Presbytie, glaucome et DMLA sont liés au vieillissement physiologique. Outre la génétique, des facteurs peuvent accélérer leur survenue ou les aggraver. Tabagisme et rayons UV augmentent la production de radicaux libres à l’origine du « stress oxydatif » des cellules. Diabète et alimentation pauvre en vitamines A, C, E et sélénium favorisent le vieillissement oculaire.

→ La presbytie est liée à la perte de souplesse du cristallin, sorte de lentille à l’arrière de l’iris, à la base du mécanisme d’accommodation qui assure une netteté des images à différentes distances.

→ Le glaucome, lié à une augmentation de la pression intraoculaire, entraîne une perte progressive du champ visuel.
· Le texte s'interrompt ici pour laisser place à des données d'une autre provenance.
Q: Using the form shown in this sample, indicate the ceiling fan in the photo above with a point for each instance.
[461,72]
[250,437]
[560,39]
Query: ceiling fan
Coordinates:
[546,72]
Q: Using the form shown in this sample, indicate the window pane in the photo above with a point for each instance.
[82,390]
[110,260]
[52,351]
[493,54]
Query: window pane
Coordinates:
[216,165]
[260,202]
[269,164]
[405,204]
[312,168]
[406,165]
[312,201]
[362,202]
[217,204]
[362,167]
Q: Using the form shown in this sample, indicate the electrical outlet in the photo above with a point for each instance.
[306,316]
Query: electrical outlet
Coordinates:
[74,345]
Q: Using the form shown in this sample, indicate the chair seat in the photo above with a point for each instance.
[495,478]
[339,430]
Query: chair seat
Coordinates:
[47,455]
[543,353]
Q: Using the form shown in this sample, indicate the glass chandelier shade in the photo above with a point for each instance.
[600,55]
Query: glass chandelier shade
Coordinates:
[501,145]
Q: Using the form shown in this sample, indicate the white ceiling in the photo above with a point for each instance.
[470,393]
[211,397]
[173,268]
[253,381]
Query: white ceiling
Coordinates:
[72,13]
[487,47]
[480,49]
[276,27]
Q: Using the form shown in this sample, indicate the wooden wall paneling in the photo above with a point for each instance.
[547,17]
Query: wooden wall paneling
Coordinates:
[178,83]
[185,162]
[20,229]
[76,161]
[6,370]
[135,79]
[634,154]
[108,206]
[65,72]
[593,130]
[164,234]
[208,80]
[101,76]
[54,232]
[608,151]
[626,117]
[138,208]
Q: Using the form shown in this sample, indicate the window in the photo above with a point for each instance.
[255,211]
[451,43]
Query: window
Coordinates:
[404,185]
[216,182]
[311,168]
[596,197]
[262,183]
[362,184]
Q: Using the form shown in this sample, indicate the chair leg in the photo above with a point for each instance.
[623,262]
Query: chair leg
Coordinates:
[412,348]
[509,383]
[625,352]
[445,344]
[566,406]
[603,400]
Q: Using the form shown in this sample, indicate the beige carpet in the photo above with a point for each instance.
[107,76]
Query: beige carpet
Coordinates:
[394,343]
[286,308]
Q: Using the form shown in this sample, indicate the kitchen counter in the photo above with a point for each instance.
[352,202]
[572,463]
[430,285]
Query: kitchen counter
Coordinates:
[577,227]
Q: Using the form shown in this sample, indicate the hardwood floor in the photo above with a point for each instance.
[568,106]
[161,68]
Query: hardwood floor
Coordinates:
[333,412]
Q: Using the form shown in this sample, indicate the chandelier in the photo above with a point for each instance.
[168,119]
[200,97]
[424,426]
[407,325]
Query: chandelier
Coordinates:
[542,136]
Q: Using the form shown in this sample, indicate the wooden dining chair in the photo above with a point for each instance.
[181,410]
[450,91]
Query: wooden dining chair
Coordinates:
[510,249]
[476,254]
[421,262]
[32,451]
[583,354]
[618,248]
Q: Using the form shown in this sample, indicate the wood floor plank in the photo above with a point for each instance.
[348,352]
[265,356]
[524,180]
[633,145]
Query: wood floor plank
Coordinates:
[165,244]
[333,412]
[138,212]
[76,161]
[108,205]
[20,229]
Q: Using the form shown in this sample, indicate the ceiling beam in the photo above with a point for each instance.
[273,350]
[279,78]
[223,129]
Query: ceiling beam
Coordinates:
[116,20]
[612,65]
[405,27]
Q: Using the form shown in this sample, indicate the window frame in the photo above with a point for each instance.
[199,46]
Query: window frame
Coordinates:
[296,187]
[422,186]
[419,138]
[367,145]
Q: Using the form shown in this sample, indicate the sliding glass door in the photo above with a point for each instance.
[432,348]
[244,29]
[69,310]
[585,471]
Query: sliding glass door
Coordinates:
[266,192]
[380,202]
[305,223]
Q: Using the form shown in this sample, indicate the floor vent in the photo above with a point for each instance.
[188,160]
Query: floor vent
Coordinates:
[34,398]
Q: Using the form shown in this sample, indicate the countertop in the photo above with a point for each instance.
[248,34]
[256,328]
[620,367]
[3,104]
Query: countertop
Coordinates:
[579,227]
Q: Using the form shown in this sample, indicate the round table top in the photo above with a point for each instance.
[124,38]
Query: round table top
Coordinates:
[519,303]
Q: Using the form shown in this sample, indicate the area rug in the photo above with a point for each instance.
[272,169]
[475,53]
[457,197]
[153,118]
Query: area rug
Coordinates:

→ La DMLA est liée à l’atteinte d’une zone de la rétine, la macula, qui joue un rôle essentiel dans la lecture, la vision des détails et des couleurs. La forme sèche (ou atrophique), d’évolution très lente, et la forme humide (ou exsudative), la plus sévère, peuvent causer une baisse rapide de la vision. L’exposition à la lumière forte, un régime pauvre en fruits et légumes verts, l’hypertension artérielle et l’obésité semblent favoriser sa survenue.

→ Les corps flottants ou « mouches volantes » responsables de troubles visuels avec impression de taches grises, mobiles dans le champ visuel, sont liés au vieillissement du corps vitré (qui remplit l’intérieur de l’œil). Ils sont plus fréquents chez les opérés de la cataracte ou les traumatisés oculaires.

Interview

Dr Marc Timsit, chirurgien ophtalmologiste, rédacteur du site Ophtalmologie.fr

Qu’attendre exactement de ces compléments alimentaires et à qui s’adressent-ils ?

Leur bénéfice est clairement démontré dans la DMLA en cas de forme humide, pour éviter l’atteinte du deuxième œil, et dans certaines formes sèches avec un risque élevé d’évolution vers une forme humide. En revanche, aucun n’a prouvé son action en prévention de la DMLA, ni dans le glaucome ou la cataracte. Reste que les personnes qui ont tendance à consommer peu d’antioxydants et d’oméga 3 ont sans doute intérêt à se supplémenter pour se préserver des effets du vieillissement oculaire en général. À noter que les oméga 3 sont également intéressants pour les personnes qui souffrent de sécheresse oculaire. Quant aux compléments alimentaires utilisés pour limiter les corps flottants, ils n’ont qu’un effet placebo… mais cela peut rassurer certains patients.